CalPERS uses a variety of globally recognised data providers to measure companies’ green activity including Financial Times Stock Exchange, HSBC and MSCI and Blomberg. The CalPERS team have sought out best practices supported by the Institutional Investor Group on Climate Change (IIGCC), the EU Sustainable Finance Disclosure Regulation (SFDR), and the European Securities and Markets Authority (ESMA).

Cashion said the allocation reflects CalPERS belief that “a green asset is a green asset regardless of corporate ownership” whereby even if a green asset sits on the balance sheet of an oil producer, it is still viewed as green.

He also reiterated the importance CalPERS places on engaging with oil and gas companies to promote sustainability at these corporations. Witness how CalPERS $5 billion allocation to a Climate Transition Index underweights oil and gas companies with no transition plan.

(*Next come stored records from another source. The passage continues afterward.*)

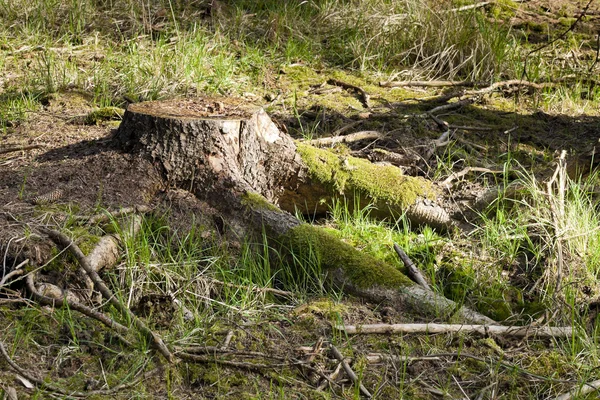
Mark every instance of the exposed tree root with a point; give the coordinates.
(64, 242)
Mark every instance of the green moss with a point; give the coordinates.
(104, 114)
(257, 201)
(350, 175)
(566, 22)
(363, 270)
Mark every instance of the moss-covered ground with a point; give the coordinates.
(69, 69)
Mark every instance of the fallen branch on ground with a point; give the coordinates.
(391, 84)
(63, 241)
(364, 97)
(353, 137)
(70, 393)
(581, 390)
(412, 270)
(108, 215)
(516, 331)
(336, 353)
(20, 148)
(85, 310)
(456, 175)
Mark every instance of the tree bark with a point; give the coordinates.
(232, 155)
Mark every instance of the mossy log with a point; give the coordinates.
(232, 155)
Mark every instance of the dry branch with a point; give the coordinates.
(456, 175)
(64, 302)
(66, 243)
(353, 137)
(364, 97)
(73, 393)
(391, 84)
(581, 390)
(516, 331)
(20, 148)
(336, 353)
(107, 216)
(413, 271)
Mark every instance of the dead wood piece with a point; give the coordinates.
(376, 358)
(20, 148)
(515, 331)
(250, 366)
(245, 167)
(15, 272)
(105, 253)
(336, 353)
(331, 377)
(50, 197)
(227, 340)
(431, 84)
(107, 216)
(65, 302)
(413, 272)
(353, 137)
(74, 393)
(581, 390)
(456, 175)
(364, 97)
(63, 241)
(276, 292)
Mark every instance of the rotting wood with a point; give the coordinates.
(456, 175)
(582, 389)
(73, 305)
(63, 241)
(413, 272)
(351, 374)
(392, 84)
(20, 148)
(245, 167)
(364, 96)
(352, 137)
(515, 331)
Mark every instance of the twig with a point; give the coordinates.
(332, 377)
(413, 271)
(353, 137)
(227, 340)
(20, 148)
(364, 97)
(559, 37)
(517, 331)
(16, 271)
(70, 393)
(85, 310)
(375, 358)
(276, 292)
(431, 84)
(349, 372)
(456, 175)
(580, 390)
(238, 364)
(108, 215)
(63, 241)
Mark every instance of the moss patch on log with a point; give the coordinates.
(362, 270)
(346, 174)
(258, 202)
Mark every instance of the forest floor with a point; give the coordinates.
(67, 170)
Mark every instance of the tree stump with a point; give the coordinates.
(233, 156)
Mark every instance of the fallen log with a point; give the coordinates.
(233, 156)
(514, 331)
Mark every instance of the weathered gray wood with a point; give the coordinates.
(233, 156)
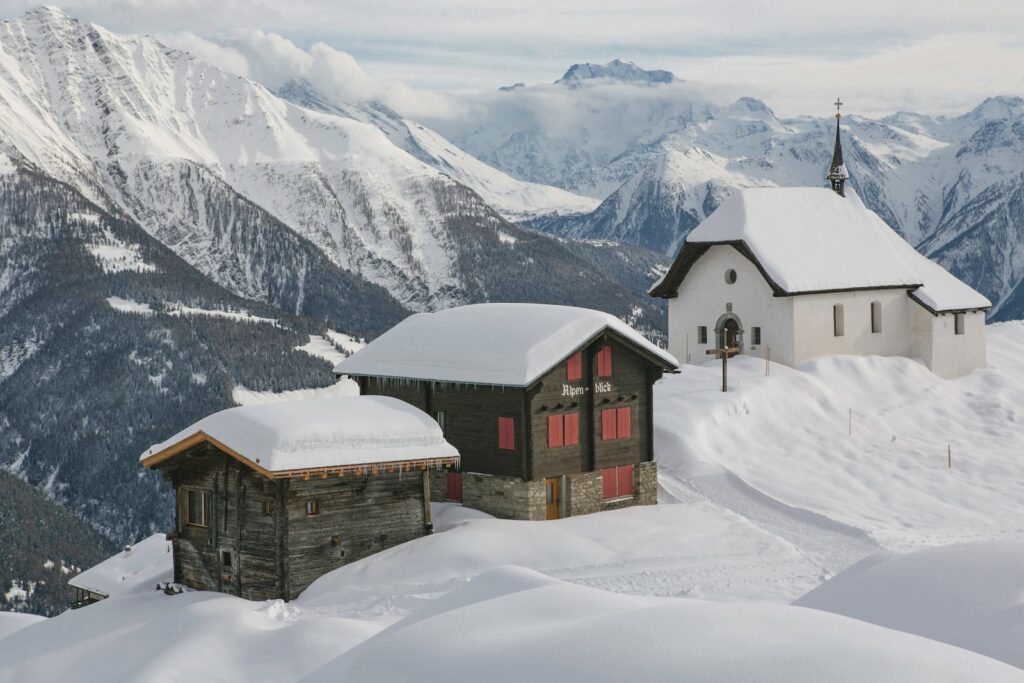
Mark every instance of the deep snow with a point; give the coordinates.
(766, 500)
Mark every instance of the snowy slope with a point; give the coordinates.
(787, 436)
(515, 200)
(970, 595)
(808, 505)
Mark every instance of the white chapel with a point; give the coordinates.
(811, 271)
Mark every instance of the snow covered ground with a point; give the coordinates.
(767, 500)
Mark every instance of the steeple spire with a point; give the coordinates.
(837, 171)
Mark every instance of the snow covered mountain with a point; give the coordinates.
(515, 200)
(660, 156)
(218, 168)
(616, 70)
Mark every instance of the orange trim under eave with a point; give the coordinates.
(202, 437)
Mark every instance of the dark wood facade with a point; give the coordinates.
(469, 414)
(262, 538)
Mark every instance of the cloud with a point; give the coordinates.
(273, 60)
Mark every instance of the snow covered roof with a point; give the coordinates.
(283, 438)
(510, 344)
(147, 563)
(809, 240)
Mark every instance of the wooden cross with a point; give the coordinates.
(724, 352)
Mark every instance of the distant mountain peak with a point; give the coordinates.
(616, 70)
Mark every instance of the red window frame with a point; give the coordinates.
(563, 430)
(573, 367)
(454, 481)
(571, 429)
(604, 361)
(616, 423)
(506, 433)
(608, 425)
(556, 436)
(617, 482)
(624, 423)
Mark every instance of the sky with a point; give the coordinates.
(880, 55)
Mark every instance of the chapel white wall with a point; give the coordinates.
(815, 333)
(702, 298)
(955, 355)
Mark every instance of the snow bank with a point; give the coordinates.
(495, 343)
(159, 638)
(692, 550)
(787, 436)
(511, 625)
(11, 622)
(322, 432)
(129, 306)
(810, 239)
(969, 595)
(139, 569)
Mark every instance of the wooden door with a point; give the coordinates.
(553, 498)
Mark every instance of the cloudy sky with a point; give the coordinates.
(881, 55)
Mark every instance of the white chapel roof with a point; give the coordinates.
(315, 433)
(812, 240)
(509, 344)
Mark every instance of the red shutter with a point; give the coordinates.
(555, 437)
(625, 476)
(609, 483)
(623, 423)
(572, 429)
(604, 361)
(573, 370)
(608, 424)
(455, 486)
(506, 433)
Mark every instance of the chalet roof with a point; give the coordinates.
(808, 240)
(148, 562)
(282, 438)
(508, 344)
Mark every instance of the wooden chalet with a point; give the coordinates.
(270, 497)
(550, 407)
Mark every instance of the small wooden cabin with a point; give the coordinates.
(271, 497)
(550, 407)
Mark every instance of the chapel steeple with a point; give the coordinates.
(837, 170)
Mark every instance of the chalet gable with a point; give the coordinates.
(493, 344)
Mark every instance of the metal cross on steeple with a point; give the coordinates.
(837, 170)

Frost said that CalPERS’ approach to assessing climate solutions has been iterative in a reflection of the emergence of best practices and additional data. “We wish things were easier. CalPERS has long supported clarity and consistency in climate investing definitions. We reject any suggestion that our methodology wasn’t well researched or independently authenticated,” she stated.

She also reiterated why CalPERS does not support climate divestment, something she called a “a symbolic act that not only ignores the value of climate transformations and investor engagement, but a possible breach of our fiduciary duty as required under the California Constitution.”

Her response underscores the challenges investors face balancing financial returns with their climate commitments. CalPERS believes that its influence can push polluting companies toward greener practices and support funding clean energy technologies. Yet transition progress is slow – and remaining invested is an essential return stream for CalPERS 2 million beneficiaries.

California Common Good also called for more details on the private equity, private debt, infrastructure and real estate holdings CalPERS classifies as climate solutions. The lobby group said this was particularly important given CalPERS has announced plans to increase private holdings to 40 per cent of its portfolio.